The first thing to look at is depth. Are we getting depth, how close is the thigh to hitting 90 degrees or parallel from the floor. This may indicate a mobility issue that needs to be rectified for when we start loading. If we can hit 90 degrees then it is more likely to be a stability issue. As we increase weight we will start to see a break in form.
The best way to start is from the floor up, just like you would building a house. You start with the foundation. We will look at ankle mobility
Ankle wall test
Start in front of a wall
Lunge down with one leg in front of another
From here we want to move our knee into the wall bending at the ankle
The heel should not lift off
Our foot should be 10cm from the wall
Checking for asymmetry between both ankles – this can lead to the knee caving in on the limiting side
Restriction within the ankle joint or tightness in gastrocs
Quadruped hip test
Start in the quadruped position. Hands below shoulders and knees at squat width. Have ankles flexed.
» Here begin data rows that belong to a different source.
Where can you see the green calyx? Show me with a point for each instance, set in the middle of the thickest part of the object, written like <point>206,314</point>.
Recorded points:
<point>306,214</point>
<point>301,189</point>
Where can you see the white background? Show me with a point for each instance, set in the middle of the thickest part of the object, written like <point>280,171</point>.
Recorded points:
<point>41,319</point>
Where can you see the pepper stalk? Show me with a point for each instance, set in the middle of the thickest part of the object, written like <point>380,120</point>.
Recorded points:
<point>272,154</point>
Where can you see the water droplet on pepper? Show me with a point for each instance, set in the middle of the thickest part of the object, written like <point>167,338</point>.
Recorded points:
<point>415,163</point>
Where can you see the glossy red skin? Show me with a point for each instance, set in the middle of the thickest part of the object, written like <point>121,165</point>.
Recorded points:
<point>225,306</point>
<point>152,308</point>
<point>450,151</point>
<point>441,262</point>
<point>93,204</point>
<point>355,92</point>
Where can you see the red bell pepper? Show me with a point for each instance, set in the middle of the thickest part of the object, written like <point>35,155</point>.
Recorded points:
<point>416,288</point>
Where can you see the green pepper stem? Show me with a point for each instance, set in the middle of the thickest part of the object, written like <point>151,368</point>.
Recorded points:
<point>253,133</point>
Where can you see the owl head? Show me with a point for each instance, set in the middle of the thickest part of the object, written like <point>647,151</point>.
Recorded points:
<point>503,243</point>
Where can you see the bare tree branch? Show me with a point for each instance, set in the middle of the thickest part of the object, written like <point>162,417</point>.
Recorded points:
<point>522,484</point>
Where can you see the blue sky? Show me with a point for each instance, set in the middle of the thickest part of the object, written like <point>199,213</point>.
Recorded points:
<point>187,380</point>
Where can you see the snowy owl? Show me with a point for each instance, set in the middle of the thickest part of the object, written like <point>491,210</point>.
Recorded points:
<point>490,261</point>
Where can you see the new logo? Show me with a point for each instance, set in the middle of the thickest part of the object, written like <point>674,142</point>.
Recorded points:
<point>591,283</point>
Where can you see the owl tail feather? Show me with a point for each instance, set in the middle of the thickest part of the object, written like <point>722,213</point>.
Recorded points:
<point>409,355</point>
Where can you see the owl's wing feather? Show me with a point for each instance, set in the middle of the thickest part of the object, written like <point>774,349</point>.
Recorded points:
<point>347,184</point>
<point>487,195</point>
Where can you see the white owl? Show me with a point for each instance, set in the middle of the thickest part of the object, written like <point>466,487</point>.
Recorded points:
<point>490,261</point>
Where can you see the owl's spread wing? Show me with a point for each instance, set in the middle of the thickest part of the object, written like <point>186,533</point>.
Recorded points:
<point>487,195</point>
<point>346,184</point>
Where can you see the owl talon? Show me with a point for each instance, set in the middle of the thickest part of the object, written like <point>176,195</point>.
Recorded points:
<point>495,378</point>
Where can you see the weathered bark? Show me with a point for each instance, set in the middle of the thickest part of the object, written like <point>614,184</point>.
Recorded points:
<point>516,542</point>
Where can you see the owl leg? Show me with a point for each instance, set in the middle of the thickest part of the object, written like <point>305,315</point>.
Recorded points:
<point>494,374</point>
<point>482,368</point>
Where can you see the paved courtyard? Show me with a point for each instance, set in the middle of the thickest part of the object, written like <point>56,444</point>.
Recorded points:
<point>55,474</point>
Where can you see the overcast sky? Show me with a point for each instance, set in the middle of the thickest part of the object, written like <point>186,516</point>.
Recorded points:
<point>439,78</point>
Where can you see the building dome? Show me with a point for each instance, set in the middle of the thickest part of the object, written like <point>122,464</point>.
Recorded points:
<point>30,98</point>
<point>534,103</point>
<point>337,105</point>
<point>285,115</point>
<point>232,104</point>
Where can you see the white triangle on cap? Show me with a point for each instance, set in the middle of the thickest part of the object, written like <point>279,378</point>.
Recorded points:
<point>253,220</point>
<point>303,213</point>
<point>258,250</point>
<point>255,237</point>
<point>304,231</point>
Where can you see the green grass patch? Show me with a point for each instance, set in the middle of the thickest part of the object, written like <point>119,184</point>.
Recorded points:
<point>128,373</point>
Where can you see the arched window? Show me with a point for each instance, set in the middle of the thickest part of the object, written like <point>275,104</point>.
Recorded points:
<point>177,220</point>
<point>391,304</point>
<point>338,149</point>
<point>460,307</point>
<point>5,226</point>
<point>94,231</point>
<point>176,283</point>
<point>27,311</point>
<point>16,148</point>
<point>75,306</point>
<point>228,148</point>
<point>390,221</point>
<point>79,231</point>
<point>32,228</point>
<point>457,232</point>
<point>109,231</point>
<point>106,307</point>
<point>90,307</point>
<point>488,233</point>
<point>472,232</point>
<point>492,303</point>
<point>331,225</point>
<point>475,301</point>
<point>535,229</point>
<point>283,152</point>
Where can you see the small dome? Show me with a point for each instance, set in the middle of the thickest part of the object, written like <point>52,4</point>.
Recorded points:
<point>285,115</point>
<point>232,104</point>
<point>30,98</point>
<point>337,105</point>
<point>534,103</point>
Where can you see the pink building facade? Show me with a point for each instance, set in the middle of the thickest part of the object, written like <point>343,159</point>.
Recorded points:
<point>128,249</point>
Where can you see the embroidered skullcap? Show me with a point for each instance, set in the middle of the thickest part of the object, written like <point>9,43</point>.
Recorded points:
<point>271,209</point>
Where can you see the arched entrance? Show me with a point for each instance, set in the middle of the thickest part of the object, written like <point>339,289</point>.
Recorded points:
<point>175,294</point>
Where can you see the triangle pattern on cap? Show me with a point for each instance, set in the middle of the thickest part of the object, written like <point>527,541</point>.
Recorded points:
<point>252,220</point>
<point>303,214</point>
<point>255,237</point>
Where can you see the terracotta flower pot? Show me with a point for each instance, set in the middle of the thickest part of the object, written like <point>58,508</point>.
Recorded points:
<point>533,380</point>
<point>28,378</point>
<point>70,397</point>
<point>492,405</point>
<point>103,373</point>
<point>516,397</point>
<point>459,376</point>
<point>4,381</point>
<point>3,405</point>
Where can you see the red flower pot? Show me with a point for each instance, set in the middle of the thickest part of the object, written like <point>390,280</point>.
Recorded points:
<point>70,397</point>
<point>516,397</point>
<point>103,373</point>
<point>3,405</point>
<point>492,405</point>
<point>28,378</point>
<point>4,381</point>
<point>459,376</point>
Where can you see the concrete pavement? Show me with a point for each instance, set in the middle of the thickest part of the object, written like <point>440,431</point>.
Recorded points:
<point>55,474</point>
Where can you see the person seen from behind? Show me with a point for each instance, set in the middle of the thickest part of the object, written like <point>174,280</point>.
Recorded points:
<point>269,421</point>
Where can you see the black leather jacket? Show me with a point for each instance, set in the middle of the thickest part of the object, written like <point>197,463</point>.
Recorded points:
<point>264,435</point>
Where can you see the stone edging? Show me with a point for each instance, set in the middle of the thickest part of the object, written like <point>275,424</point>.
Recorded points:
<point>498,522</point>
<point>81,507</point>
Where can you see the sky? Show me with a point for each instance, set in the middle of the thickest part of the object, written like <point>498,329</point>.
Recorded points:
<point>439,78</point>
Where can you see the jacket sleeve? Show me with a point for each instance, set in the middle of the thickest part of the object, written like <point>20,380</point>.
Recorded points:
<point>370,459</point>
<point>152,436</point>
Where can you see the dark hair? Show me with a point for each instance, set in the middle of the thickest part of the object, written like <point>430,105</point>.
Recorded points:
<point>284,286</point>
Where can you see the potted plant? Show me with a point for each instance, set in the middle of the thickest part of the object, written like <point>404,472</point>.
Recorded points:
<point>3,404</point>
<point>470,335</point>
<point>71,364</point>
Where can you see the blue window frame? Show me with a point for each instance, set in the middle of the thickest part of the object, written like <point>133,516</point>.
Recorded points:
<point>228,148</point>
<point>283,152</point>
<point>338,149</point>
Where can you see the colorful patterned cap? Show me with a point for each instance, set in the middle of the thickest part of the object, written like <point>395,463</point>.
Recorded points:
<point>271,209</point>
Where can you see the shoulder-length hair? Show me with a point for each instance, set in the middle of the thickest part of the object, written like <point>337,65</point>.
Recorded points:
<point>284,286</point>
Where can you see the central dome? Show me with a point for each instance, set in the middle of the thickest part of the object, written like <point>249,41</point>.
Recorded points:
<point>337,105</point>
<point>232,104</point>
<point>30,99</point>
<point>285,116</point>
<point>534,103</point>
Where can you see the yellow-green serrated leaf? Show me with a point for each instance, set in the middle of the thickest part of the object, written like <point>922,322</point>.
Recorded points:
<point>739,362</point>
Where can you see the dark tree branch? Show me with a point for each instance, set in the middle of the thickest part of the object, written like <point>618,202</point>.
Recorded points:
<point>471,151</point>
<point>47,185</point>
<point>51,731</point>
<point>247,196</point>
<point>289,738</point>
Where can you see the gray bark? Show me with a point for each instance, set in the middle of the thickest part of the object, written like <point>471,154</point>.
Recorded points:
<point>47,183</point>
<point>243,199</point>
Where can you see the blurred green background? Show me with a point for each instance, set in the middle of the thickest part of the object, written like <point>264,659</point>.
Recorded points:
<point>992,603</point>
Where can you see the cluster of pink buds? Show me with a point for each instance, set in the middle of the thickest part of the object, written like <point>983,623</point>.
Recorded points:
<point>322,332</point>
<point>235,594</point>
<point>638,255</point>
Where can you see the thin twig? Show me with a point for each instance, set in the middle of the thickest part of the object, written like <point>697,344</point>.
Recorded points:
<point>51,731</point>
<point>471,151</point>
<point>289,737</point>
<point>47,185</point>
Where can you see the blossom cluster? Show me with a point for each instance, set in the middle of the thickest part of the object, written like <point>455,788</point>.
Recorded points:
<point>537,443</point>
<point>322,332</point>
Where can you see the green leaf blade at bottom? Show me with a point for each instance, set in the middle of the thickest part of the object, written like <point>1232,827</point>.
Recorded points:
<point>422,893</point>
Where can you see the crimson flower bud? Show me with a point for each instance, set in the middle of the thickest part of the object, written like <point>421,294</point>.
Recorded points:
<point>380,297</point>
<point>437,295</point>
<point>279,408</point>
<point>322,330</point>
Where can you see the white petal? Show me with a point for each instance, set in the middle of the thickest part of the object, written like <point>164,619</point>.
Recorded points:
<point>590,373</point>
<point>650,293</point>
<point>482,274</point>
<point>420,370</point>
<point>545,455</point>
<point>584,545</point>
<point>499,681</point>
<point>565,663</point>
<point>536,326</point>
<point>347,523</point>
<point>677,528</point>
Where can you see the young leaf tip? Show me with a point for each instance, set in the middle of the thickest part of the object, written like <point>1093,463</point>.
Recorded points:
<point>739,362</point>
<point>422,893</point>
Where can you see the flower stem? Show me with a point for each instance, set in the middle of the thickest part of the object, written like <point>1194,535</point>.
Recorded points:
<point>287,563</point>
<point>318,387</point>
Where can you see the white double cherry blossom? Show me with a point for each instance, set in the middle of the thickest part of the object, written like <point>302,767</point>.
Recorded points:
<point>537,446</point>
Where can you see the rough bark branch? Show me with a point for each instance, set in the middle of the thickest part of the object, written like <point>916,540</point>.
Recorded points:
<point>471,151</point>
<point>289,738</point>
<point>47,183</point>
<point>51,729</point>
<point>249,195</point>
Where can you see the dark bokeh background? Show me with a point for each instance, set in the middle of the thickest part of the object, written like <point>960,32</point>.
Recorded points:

Maintain neutral spine and rock back into heels
If able to comfortably get depth, hips have sufficient mobility for the squat
If struggling to get hip depth use this as a warm up to get more range, aiming for 10-15 reps
Thoracic extension test
This comes into play when supporting the bar and maintaining upright position as we lower in the squat
Perform a bodyweight squat with hands crossed over chest
Then perform a bodyweight squat with arms extended above your head
If you significantly struggle with depth and form with having your arms above, thoracic extension may be impacting your squat form
One trick to help get more depth and stability is to raise the heels. This can be a good substitute in the interim to slowly build depth and mobility.
The best way to improve a squat is to squat, it is a skill just like kicking a football.